Kamis, Juni 25, 2009

SRI : Teknologi Budi Daya Padi Serba Hemat

Oleh Kabelan Kunia

Artikel ini telah dimuat di harian PIKIRAN RAKYAT, Kamis (25 Juni 2009)


Sistem budi daya pertanian di Indonesia dalam kurun waktu yang panjang mengalami penurunan dalam hal produktivitas, kualitas, dan efisiensi. Penurunan terjadi mulai dari luas lahan garapan yang kian susut akibat terdesak oleh kegiatan industrialisasi dan perumahan. Produktivitas semakin menukik tajam karena banyak lahan yangg hilang kesuburannya akibat penggunaan pupuk kimia yang tidak bijaksana.

Pemakaian pestisida dan pupuk kimia yang cenderung berlebihan dan tidak terkontrol pasti mengakibatkan keseimbangan alam terganggu, musuh alami hama menjadi punah, sehingga hama dan penyakit tanaman berkembang pesat, dan adanya residu kimia pada hasil panen. Penghematan penggunaan pupuk dan pestisida kimia mutlak harus dilakukan.

Selain itu, krisis lingkungan karena pencemaran perlu disikapi mengingat dampak negatif yang tidak sedikit bagi manusia dan lingkungan. Hal lain yang perlu dipertimbangkan adalah harga pupuk dan antihama yang mahal, terkadang langka di pasaran serta faktor kolutif lain. Di antaranya mekanisme pasar yang cenderung memperkaya segelintir orang dan faktor politis yang tidak memihak petani.

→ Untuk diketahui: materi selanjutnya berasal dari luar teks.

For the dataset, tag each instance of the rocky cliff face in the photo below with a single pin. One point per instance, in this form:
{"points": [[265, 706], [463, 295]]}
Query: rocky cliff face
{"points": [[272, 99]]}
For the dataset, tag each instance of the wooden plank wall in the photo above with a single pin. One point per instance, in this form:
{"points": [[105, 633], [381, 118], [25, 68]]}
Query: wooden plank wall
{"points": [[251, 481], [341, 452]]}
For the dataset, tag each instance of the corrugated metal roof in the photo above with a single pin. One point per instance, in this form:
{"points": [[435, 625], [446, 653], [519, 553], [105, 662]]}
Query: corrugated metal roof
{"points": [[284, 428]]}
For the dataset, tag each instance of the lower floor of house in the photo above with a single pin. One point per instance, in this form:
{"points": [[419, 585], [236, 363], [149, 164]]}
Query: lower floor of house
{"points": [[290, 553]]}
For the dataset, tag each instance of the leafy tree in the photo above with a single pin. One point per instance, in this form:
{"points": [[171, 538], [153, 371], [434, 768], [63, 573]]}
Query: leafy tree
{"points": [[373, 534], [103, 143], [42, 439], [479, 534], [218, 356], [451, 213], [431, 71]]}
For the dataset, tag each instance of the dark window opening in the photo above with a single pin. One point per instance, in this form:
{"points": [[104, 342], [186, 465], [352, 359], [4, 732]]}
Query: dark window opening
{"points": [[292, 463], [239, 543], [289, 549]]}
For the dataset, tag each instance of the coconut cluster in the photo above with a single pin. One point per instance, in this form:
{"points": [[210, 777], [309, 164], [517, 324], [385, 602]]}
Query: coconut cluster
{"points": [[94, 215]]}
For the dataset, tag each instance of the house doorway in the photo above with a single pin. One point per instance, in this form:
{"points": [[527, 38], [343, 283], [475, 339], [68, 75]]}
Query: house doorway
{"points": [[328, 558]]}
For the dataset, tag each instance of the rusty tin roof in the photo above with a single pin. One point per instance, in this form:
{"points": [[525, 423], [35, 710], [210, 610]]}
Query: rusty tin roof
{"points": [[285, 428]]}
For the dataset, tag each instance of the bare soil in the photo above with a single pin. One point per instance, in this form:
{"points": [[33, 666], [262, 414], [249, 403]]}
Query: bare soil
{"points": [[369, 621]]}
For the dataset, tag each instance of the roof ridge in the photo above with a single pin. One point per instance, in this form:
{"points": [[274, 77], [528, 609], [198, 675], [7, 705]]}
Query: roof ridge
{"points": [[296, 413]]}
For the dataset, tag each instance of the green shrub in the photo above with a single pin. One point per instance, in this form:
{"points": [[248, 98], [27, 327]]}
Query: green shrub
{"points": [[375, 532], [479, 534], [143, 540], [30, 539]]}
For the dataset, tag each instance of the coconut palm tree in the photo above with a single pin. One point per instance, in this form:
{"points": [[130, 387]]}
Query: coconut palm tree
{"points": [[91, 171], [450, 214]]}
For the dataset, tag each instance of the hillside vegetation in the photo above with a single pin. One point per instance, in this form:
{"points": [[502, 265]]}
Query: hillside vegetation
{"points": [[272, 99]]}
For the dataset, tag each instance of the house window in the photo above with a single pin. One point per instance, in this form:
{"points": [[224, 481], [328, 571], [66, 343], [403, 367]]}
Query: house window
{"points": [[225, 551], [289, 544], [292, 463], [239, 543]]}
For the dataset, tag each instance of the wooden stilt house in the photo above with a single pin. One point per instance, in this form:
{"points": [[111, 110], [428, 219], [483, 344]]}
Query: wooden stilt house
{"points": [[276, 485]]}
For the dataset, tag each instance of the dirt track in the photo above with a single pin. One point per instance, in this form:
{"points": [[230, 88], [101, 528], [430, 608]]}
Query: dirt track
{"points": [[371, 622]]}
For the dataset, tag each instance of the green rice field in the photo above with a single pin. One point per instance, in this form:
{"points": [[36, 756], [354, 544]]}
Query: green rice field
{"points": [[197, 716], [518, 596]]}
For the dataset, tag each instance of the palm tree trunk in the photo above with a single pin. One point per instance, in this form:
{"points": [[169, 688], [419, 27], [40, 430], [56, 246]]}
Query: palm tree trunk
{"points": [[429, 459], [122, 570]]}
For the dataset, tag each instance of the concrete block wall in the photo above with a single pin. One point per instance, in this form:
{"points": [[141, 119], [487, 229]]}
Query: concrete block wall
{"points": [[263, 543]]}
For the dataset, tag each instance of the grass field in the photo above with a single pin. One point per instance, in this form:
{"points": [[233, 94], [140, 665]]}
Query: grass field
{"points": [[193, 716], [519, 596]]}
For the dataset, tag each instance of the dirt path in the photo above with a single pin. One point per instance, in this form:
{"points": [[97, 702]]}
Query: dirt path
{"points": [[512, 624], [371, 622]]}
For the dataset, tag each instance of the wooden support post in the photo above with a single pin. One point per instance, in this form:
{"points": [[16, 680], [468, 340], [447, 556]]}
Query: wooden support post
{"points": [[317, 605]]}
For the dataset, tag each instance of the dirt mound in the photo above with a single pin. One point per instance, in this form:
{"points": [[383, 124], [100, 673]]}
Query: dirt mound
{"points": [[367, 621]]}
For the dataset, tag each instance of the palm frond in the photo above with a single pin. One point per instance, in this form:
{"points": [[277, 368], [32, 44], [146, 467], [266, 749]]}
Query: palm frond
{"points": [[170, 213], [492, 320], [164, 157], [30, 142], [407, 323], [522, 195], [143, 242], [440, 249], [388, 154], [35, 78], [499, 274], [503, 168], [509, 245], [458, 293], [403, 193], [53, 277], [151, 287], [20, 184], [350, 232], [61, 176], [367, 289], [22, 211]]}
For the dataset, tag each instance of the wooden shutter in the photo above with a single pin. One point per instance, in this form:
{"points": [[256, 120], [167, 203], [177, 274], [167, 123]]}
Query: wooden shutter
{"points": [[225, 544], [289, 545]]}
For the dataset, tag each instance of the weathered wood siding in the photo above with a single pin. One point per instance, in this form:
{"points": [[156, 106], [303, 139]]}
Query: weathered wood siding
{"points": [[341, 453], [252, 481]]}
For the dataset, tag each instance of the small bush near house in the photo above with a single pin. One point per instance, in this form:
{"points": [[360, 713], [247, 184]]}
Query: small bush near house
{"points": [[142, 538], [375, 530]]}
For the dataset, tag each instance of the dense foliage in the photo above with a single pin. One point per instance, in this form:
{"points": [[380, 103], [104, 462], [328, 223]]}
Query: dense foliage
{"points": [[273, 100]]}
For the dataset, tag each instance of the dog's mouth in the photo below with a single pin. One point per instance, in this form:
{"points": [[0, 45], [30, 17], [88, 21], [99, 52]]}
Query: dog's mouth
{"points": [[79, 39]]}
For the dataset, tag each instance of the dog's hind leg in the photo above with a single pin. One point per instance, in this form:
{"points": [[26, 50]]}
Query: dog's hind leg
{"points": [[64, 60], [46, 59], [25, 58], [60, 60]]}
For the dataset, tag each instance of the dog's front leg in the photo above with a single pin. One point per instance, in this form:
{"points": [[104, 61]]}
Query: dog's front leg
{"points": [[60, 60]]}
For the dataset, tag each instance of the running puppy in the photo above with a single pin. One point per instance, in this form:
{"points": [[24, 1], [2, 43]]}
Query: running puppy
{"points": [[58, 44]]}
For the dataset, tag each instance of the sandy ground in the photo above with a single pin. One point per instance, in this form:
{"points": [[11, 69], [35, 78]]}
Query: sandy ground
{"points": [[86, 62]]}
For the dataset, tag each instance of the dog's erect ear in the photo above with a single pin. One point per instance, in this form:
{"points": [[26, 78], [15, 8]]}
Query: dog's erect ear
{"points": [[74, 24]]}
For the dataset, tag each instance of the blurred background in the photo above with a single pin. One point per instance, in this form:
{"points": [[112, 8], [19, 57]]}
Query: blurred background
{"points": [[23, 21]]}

Dari aspek pengelolaan air, usaha tani sawah pada umumnya dilakukan dengan penggenangan secara terus-menerus, di lain pihak kesediaan air semakin terbatas. Untuk itu, diperlukan peningkatan efisiensi penggunaan air melalui usaha tani hemat air.

SRI sebagai solusi
Teknik budi daya padi SRI (System of Rice Intensification) adalah metode yang sangat tepat untuk mengatasi tantangan-tantangan tersebut di atas. Paling tidak ada empat alasan utama perlu dikembangkannya SRI. Pertama, metode SRI terbukti mampu menghasilkan produktivitas padi yang tinggi di atas rata-rata nasional. Kedua, SRI juga dapat menghemat penggunaan air sampai 40%. Penggunaan bibit juga dapat dihemat sampai 80%, sehingga dapat mengurangi biaya usaha tani.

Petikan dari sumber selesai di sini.